Reporter: Lidya Yuniartha | Editor: Noverius Laoli
KONTAN.CO.ID - JAKARTA. Pemerintah telah menerbitkan Peraturan Presiden (Perpres) nomor 55 tahun 2019 tentang Percepatan Program Kendaraan Bermotor Listrik Berbasis Baterai untuk Transportasi Jalan.
Dengan dikeluarkannya aturan ini, Wakil Ketua Umum Kamar Dagang dan Industri (Kadin) Indonesia Bidang Perindustrian Johnny Darmawan menilai, pemerintah sudah memberikan kesempatan bagi pelaku usaha untuk membangun dan mengoperasikan industri kendaraan listrik secara mandiri.
Meski begitu, untuk bisa berinvestasi di industri tersebut, Johnny mengatakan pihaknya masih membutuhkan aturan turunan dari Perpres 55/2019.
Baca Juga: Ini 10 mobil terlaris di Indonesia periode Oktober 2019
"Perpres 55 belum sepenuhnya memberikan kepastian karena dibutuhkan peraturan turunannya. Karena itu, pelaku usaha masih bersifat menunggu aturan turunan dan insentif yang dibutuhkan," tutur Johnny, Rabu (27/11).
Karena itu, Johnny berharap, Kementerian Teknis segera menerbitkan regulasi pendukung sebagai turunan dari Perpres 55/2019. Menurutnya, kebijakan tersebut harus berdasarkan aspek kajian pada semua proses industri mulai dari input, output dan proses pabrikasi.
Johnny menambahkan, Indonesia memiliki kekayaan material atau sumber daya alam yang berguna sebagai komponen utama mobil listrik yakni baterai lithium. Ini memungkinkan Indonesia sebagai salah satu pemain utama dalam rantai kendaraan listrik global. Apalagi, menurutnya komponen biaya terbesar dalam kenderaan listrik berada pada baterai.
Supaya Indonesia bisa berperan sebagai produsen kendaraan, baik motor listrik maupun mobil listrik, Johnny memandang dibutuhkan sinergi antara pemerintah dan industri.
Lebih lanjut Johnny menjelaskan, untuk bisa menjadi produsen utama otomotif di Asia Tenggara, masih ada sejumlah tantangan yang dihadapi.

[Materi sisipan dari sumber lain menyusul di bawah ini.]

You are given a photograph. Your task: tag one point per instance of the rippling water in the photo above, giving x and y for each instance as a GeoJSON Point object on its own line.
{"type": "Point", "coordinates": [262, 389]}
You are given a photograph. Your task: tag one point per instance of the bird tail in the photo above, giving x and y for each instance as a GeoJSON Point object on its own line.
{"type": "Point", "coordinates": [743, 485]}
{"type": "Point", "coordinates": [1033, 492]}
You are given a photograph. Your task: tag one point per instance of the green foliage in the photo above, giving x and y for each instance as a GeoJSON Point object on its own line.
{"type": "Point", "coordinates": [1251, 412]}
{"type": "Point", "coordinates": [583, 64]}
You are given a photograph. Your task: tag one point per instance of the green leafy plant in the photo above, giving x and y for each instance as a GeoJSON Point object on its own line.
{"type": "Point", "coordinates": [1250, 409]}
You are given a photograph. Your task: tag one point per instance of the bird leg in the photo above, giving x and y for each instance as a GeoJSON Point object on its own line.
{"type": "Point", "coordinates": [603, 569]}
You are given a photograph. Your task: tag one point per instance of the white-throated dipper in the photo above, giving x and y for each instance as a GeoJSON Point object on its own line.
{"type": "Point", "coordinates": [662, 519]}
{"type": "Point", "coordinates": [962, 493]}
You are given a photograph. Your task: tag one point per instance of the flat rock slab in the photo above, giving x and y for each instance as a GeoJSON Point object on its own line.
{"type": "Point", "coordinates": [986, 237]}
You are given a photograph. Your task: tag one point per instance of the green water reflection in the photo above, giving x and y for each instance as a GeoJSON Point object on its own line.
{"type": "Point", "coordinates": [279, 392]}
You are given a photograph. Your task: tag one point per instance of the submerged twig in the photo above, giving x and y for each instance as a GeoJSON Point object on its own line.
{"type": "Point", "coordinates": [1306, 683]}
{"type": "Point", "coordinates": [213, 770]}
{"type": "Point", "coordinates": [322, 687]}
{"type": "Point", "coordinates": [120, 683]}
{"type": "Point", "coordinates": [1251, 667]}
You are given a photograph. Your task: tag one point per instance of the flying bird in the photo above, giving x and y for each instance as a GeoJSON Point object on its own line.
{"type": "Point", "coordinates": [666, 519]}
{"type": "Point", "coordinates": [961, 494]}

Misalnya, Indonesia yang masih di bawah Thailand dalam hal jumlah produksi kendaraan.
Baca Juga: Investasi Hyundai Motor akan serap sebanyak 3.500 tenaga kerja
Berdasarkan data ASEAN Automotive Federation tahun 2018, Indonesia berada di posisi 2 sebagai penghasil kendaraan terbanyak dengan produksi 1,3 juta unit. Sementara, tahun lalu Thailand bisa menghasilkan 2,1 juta unit.
Indonesia baru mengekspor 26% dan 74% dipasarkan di dalam negeri. Angka ini berbeda jauh dengan Thailand, dimana mereka mengekspor kendaraan hingga 53% dari yang diproduksi.
"Indonesia masih memiliki kesempatan untuk meningkatkan daya saing untuk bisa bersaing dengan Thailand," tutur Johnny.
Baca Juga: PLN luncurkan pusat pengelola informasi dan solusi demi tingkatkan pengawasan
Menurut Johnny, majunya industri kendaraan Thailand didukung kebijakan mereka yang berpihak pada industri seperti memberikan berbagai insentif.
Dia menyebut, sejauh ini pemerintah Thailand sudah memberikan insentif seperti mengurangi bea masuk impor barang modal dan komponen, memberikan dukungan pada kegiatan riset dan memberikan insentif pajak penghasilan minimal tiga tahun dan insentif perpajakan berdasarkan lokasi pabrik.
Menyambut era mobil listrik, pemerintah Thailand juga memberikan insentif baru yakni pembebasan pajak 6 hingga 10 tahun bila perusahaan yang memproduksi kendaraan listrik bisa menghasilkan komponen utama. Lalu, mesin yang diperlukan untuk memproduksi semua jenis kendaraan listrik dibebaskan dari tarif impor.
Baca Juga: Elon Musk menyebut Cybertruck raih 250.000 pesanan dalam lima hari
Menurut Johnny, Indonesia pun perlu mengeluarkan kebijakan seperti Thailand sebagai implementasi Perpres 55/2019 agar daya saing industri kendaraan di dalam negeri lebih berdaya saing.